I was sincerely hoping my first post-trip post would be able to herald the return of Broadway, but I guess I'll just have to settle for the welcome news that The League of American Theatres and Producers and Local One of the International Alliance of Theatrical Stage Employees (I.A.T.S.E.) have at least returned to the negotiating table. The New York Times' Campbell Robertson and Steven Greenhouse provide yet another excellent report on how the two sides are trying to court favorable public opinion.
So far, there's no word on how this latest round of talks is going, but I have to think that anything would be preferable to the result from the last round a week ago today. That's when The League abruptly left the table and promptly said that none of the struck shows would play during the entire week. It no longer seemed to matter to The League -- which has been telling the world that the economic impact of the strike was hitting $17 million per day, about $15 million more than the estimates by the New York City Comptroller's Office -- how much this strike would cost them during one of the single most lucrative weeks of the year.
When Dr. Seuss' How The Grinch Stole Christmas! reopened Friday at Broadway's St.
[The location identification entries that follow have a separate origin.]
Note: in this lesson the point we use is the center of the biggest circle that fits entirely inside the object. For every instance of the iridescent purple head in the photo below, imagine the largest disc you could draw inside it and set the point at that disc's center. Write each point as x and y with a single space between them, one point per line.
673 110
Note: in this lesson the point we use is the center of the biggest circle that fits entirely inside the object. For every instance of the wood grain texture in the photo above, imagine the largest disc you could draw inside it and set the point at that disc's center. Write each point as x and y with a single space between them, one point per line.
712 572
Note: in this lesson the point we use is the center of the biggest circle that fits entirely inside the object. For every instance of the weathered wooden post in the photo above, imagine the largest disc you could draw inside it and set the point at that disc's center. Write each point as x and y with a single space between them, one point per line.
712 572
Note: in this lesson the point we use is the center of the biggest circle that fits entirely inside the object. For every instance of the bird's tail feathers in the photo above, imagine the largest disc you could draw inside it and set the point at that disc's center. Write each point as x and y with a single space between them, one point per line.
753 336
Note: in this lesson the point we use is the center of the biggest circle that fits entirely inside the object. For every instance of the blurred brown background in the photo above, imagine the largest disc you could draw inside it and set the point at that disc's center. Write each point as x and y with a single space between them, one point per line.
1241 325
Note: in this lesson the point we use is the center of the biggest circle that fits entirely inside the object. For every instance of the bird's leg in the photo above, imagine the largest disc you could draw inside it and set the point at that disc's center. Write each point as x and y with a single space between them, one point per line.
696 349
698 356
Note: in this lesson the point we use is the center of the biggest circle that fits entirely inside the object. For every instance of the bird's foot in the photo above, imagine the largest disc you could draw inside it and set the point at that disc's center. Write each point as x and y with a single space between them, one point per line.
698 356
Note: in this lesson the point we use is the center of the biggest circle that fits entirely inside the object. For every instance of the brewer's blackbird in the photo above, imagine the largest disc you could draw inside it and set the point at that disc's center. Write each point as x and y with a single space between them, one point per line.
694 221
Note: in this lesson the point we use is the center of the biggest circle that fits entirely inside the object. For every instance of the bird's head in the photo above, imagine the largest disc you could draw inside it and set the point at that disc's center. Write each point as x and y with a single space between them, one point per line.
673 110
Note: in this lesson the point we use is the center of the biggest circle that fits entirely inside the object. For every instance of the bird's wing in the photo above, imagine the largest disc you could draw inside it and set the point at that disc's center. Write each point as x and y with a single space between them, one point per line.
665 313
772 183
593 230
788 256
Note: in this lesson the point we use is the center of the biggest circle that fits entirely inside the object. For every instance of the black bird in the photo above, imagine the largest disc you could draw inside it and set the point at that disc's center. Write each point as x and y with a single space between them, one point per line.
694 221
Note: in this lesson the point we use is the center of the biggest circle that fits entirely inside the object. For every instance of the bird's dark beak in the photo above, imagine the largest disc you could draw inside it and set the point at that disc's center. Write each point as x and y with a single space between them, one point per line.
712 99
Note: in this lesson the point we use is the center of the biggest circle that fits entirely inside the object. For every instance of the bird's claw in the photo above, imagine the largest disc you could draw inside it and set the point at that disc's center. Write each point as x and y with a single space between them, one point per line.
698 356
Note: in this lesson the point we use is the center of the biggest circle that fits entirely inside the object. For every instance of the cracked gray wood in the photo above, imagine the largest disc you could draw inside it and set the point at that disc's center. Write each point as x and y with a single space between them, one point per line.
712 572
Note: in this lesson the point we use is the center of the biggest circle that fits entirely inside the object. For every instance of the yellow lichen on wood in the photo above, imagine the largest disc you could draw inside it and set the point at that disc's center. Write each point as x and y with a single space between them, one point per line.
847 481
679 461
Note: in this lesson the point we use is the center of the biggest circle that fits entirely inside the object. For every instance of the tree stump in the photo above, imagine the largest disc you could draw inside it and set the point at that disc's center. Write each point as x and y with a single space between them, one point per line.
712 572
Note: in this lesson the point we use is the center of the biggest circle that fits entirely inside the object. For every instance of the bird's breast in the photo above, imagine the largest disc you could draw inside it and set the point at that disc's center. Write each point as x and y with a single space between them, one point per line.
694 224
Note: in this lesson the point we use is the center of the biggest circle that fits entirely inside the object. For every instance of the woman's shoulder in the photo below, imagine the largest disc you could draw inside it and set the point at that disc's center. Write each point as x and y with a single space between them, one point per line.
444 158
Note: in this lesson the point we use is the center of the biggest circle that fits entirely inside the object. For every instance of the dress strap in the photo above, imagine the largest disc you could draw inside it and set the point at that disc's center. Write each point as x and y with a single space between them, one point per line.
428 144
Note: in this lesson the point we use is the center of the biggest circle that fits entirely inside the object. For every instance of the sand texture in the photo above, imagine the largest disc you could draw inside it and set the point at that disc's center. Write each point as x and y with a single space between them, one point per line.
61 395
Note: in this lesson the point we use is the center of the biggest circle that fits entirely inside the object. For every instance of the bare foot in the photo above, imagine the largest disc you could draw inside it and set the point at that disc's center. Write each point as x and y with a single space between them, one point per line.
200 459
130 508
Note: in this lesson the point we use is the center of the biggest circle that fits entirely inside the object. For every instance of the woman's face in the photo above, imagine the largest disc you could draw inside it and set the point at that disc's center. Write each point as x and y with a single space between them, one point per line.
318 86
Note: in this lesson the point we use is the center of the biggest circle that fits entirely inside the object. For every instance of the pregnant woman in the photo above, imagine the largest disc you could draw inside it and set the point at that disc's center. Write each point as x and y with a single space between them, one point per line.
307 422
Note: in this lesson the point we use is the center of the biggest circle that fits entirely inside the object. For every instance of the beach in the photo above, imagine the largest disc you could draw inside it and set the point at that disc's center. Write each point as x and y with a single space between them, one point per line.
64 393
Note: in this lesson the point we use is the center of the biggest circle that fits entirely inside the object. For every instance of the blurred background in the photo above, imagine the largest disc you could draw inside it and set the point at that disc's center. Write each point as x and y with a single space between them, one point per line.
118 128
James Theatre, the total number of Great White Way shows available to audiences during the typically busy Thanksgiving weekend increased to nine. But tonight, one of those shows -- Mauritius at the not-for-profit Manhattan Theatre Club's Biltmore Theatre -- shutters as originally scheduled, returning the total number of open shows back to eight.
The following shows remain open despite the strike because they are either performing in non-profit houses or are covered by other contracts:
Dr. Seuss' How The Grinch Stole Christmas!
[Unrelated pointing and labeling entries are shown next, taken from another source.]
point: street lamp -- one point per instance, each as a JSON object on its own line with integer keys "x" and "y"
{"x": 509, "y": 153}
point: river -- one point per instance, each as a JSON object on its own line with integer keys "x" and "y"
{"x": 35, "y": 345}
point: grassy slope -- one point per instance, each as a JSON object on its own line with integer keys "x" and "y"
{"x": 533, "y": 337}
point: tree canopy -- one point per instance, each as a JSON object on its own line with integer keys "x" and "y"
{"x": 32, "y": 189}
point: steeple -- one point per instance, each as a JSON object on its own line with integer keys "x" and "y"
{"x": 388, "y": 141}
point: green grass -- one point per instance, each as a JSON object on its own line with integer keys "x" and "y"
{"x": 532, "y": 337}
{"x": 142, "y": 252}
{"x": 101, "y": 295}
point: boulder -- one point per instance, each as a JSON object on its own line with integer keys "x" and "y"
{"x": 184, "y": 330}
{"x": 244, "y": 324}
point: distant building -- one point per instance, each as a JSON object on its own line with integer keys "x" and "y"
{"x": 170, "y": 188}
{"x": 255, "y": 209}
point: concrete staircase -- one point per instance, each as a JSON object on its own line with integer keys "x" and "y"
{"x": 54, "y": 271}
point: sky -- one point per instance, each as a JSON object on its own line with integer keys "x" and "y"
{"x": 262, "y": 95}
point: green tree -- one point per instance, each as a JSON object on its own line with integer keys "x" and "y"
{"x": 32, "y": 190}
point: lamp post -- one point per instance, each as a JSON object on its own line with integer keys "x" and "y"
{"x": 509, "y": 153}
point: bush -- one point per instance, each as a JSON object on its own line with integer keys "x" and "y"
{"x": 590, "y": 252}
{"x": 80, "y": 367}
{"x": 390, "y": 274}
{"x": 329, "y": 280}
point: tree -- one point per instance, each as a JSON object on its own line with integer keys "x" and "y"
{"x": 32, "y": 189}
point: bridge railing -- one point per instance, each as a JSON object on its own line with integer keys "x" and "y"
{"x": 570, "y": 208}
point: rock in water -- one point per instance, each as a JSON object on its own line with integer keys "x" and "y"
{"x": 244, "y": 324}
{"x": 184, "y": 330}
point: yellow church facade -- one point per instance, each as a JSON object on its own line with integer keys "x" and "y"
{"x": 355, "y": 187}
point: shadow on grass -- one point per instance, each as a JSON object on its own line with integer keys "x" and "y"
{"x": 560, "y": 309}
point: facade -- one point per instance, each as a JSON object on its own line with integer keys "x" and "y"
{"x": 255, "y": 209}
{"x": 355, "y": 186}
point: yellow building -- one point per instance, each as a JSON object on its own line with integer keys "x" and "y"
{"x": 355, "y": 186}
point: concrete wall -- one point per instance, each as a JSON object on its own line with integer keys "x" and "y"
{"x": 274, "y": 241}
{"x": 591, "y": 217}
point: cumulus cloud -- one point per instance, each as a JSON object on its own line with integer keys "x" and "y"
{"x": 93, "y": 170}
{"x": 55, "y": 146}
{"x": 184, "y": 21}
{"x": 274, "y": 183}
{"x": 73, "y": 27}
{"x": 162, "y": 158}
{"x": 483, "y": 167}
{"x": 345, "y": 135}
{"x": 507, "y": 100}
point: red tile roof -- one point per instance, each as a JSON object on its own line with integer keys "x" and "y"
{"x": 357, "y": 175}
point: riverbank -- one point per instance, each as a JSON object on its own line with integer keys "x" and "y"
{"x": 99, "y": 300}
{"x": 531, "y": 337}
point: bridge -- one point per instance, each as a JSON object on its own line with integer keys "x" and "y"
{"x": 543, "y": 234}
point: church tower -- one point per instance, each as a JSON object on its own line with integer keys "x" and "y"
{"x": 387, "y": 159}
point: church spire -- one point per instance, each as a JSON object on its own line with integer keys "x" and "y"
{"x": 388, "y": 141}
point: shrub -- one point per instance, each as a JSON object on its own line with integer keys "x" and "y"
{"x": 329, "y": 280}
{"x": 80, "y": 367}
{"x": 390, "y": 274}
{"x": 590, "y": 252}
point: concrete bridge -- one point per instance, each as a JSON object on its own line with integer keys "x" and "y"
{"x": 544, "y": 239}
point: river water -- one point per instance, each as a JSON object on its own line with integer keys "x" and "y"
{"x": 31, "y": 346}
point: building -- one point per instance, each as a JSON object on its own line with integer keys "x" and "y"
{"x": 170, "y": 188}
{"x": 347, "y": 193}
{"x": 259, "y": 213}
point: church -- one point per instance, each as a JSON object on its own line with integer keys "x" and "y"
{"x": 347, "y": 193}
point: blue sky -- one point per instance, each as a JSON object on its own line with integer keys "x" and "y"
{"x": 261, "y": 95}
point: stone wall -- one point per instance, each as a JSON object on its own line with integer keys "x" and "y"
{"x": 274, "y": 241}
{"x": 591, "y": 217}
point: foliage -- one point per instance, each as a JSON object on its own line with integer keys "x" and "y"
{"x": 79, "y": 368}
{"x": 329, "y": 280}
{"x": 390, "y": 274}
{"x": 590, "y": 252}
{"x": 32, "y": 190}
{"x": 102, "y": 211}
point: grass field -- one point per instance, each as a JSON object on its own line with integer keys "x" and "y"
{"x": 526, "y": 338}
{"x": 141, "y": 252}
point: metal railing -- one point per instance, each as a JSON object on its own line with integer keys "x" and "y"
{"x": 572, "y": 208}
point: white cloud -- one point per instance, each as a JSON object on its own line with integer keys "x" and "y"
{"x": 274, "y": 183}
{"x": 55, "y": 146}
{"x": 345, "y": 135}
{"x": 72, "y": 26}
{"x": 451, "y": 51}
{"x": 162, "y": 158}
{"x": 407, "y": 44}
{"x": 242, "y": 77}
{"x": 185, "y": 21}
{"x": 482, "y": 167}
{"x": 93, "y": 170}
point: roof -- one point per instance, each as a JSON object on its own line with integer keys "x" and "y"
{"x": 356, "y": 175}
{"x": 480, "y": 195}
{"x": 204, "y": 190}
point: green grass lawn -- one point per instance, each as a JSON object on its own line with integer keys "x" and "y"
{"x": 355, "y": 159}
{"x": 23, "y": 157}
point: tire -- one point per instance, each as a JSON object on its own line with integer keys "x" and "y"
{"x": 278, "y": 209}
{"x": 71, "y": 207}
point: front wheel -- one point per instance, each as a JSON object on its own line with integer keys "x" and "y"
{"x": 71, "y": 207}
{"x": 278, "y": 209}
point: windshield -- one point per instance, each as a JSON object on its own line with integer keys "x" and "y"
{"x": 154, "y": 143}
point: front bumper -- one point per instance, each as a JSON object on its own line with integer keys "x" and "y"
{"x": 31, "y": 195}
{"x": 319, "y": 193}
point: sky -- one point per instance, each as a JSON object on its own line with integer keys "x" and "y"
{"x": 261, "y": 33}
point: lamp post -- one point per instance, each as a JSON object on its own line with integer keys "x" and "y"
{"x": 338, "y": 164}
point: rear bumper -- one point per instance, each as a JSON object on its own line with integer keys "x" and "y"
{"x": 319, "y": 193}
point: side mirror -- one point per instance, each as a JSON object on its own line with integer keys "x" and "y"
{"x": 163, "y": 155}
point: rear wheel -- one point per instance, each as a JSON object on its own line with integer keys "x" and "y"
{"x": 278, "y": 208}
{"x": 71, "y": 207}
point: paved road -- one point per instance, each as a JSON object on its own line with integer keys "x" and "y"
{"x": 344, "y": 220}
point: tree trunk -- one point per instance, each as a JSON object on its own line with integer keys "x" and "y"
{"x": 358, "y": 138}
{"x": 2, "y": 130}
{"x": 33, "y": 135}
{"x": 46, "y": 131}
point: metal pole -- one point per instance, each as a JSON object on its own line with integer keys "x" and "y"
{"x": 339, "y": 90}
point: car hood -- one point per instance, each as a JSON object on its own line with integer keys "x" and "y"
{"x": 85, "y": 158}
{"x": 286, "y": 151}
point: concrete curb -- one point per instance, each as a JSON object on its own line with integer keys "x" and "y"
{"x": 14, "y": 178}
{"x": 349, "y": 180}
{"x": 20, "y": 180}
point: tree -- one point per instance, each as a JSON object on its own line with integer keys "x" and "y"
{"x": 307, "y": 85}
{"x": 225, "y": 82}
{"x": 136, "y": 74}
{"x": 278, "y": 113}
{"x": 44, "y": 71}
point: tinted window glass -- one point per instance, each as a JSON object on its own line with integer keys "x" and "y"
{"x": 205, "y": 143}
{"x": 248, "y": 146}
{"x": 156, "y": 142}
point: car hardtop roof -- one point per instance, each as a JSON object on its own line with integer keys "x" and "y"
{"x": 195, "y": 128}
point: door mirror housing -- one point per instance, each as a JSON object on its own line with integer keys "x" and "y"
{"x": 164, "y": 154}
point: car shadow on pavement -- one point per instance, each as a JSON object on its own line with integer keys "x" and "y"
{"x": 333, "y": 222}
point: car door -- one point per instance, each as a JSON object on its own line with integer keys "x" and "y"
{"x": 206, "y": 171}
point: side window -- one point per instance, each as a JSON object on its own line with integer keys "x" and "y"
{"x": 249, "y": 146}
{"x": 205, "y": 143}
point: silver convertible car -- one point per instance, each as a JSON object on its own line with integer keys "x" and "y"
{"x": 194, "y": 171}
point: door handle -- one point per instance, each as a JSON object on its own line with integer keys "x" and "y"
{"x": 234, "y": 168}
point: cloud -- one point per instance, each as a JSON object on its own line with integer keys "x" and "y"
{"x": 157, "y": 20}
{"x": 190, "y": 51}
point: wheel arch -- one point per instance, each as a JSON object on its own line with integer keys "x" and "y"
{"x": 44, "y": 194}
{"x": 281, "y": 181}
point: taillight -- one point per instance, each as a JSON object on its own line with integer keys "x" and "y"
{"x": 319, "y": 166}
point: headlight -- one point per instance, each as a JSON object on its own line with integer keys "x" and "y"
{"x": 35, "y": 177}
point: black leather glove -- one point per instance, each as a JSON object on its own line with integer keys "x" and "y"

The 25th Annual Putnam County Spelling Bee
Of these, I have not had the opportunity to see Grinch, but can recommend each of the other shows with varying degress of enthusiasm except for The Ritz, which I thought was just plain awful (click here for my SOB Review). You'll find each of my reviews in the right hand column of this site.
Barring a miracle this evening, the following Broadway shows remain closed by the strike (click here for ticket exchange policies):
A Bronx Tale
A Chorus Line
August: Osage County
Cyrano de Bergerac
Is He Dead?
Monty Python's Spamalot
Rock 'N' Roll
The Color Purple
The Drowsy Chaperone
The Farnsworth Invention
The Lion King
The Little Mermaid
The Phantom Of The Opera
Finally, before closing out this message, I want to express my deepest appreciation for all the individuals who've commented and graciously provided updates while I've been incomunicado. Thanks so much for keeping Steve On Broadway current even when I was unable to do so myself.
Now that I'm back, I'll be once again providing regular updates, but please keep those comments coming!